Thanks for the feedback, just filed
https://issues.apache.org/jira/browse/SPARK-10803 to track this issue.
Cheng
On 9/24/15 4:25 AM, Borisa Zivkovic wrote:
Hi,
your suggestion works nicely.. I was able to attach metadata to
columns and read that metadata from spark and by using ParquetFileReader
It would be nice if we had a way to manipulate parquet metadata
directly from DataFrames though.
regards
On Wed, 23 Sep 2015 at 09:25 Borisa Zivkovic
<borisha.zivko...@gmail.com <mailto:borisha.zivko...@gmail.com>> wrote:
Hi,
thanks a lot for this! I will try it out to see if this works ok.
I am planning to use "stable" metadata - so those will be same
across all parquet files inside directory hierarchy...
On Tue, 22 Sep 2015 at 18:54 Cheng Lian <lian.cs....@gmail.com
<mailto:lian.cs....@gmail.com>> wrote:
Michael reminded me that although we don't support direct
manipulation over Parquet metadata, you can still save/query
metadata to/from Parquet via DataFrame per-column metadata.
For example:
import sqlContext.implicits._
import org.apache.spark.sql.types.MetadataBuilder
val path = "file:///tmp/parquet/meta"
// Saving metadata
val meta = new MetadataBuilder().putString("appVersion",
"1.0.2").build()
sqlContext.range(10).select($"id".as("id",
meta)).coalesce(1).write.mode("overwrite").parquet(path)
// Querying metadata
sqlContext.read.parquet(path).schema("id").metadata.getString("appVersion")
The metadata is saved together with Spark SQL schema as a JSON
string. For example, the above code generates the following
Parquet metadata (inspected with parquet-meta):
file:
file:/private/tmp/parquet/meta/part-r-00000-77cb2237-e6a8-4cb6-a452-ae205ba7b660.gz.parquet
creator: parquet-mr version 1.6.0
extra: org.apache.spark.sql.parquet.row.metadata =
{"type":"struct","fields":[{"name":"id","type":"long","nullable":true,*"metadata":{"appVersion":"1.0.2"}*}]}
Cheng
On 9/22/15 9:37 AM, Cheng Lian wrote:
I see, this makes sense. We should probably add this in Spark
SQL.
However, there's one corner case to note about user-defined
Parquet metadata. When committing a write job,
ParquetOutputCommitter writes Parquet summary files
(_metadata and _common_metadata), and user-defined key-value
metadata written in all Parquet part-files get merged here.

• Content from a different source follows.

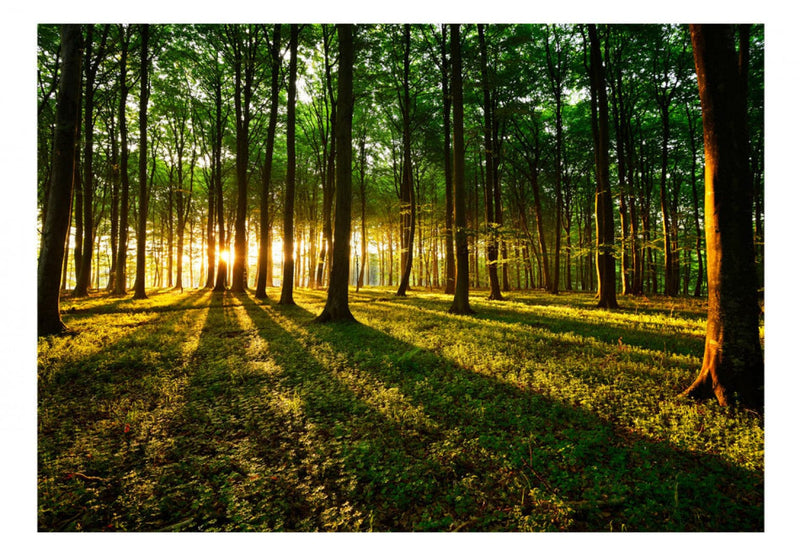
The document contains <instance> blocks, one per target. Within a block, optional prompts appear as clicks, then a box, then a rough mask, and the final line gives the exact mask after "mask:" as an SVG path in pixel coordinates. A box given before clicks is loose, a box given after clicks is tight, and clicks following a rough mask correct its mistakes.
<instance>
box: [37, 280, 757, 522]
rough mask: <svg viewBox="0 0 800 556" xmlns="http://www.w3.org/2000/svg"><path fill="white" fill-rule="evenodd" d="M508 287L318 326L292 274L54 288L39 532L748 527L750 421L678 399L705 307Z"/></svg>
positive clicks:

The problem is that, if a single key is associated with
multiple values, Parquet doesn't know how to reconcile this
situation, and simply gives up writing summary files. This
can be particular annoying for appending. In general, users
should avoid storing "unstable" values like timestamps as
Parquet metadata.
Cheng
On 9/22/15 1:58 AM, Borisa Zivkovic wrote:
thanks for answer.
I need this in order to be able to track schema metadata.

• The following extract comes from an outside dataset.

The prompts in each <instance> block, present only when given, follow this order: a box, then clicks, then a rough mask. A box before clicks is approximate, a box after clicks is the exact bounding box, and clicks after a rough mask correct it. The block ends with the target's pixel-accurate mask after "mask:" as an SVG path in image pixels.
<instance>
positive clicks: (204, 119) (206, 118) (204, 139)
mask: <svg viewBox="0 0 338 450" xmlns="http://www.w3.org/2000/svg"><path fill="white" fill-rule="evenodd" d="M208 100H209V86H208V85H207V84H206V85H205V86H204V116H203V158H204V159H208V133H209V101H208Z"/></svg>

basically when I create parquet files from Spark I want to
be able to "tag" them in some way (giving the schema
appropriate name or attaching some key/values) and then it
is fairly easy to get basic metadata about parquet files
when processing and discovering those later on.

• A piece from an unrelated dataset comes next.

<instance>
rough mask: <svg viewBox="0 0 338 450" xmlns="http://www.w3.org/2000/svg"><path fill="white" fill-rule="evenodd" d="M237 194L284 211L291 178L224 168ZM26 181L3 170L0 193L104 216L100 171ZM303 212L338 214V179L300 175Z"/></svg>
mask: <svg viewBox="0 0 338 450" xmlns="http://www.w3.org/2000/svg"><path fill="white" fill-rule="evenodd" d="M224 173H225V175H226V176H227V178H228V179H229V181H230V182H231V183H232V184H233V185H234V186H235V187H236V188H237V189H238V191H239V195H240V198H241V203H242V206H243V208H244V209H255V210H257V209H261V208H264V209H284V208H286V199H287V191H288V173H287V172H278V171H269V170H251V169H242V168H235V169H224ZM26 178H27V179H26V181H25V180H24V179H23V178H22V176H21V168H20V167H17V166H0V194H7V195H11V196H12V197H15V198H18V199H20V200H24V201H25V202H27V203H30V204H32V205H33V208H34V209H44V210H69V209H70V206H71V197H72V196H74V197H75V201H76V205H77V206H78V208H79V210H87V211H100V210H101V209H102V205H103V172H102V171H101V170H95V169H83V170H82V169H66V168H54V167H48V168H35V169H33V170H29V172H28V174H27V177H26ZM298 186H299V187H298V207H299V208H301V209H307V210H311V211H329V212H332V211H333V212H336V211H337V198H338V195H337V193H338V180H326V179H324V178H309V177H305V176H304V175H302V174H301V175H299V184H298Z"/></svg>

On Mon, 21 Sep 2015 at 18:17 Cheng Lian
<lian.cs....@gmail.com <mailto:lian.cs....@gmail.com>> wrote:
Currently Spark SQL doesn't support customizing schema
name and
metadata. May I know why these two matters in your use
case? Some
Parquet data models, like parquet-avro, do support it,
while some others
don't (e.g. parquet-hive).
Cheng
On 9/21/15 7:13 AM, Borisa Zivkovic wrote:
> Hi,
>
> I am trying to figure out how to write parquet
metadata when
> persisting DataFrames to parquet using Spark (1.4.1)
>
> I could not find a way to change schema name (which
seems to be
> hardcoded to root) and also how to add data to
key/value metadata in
> parquet footer.
>
>
org.apache.parquet.hadoop.metadata.FileMetaData#getKeyValueMetaData
>
> org.apache.parquet.schema.Type#getName
>
> thanks
>
>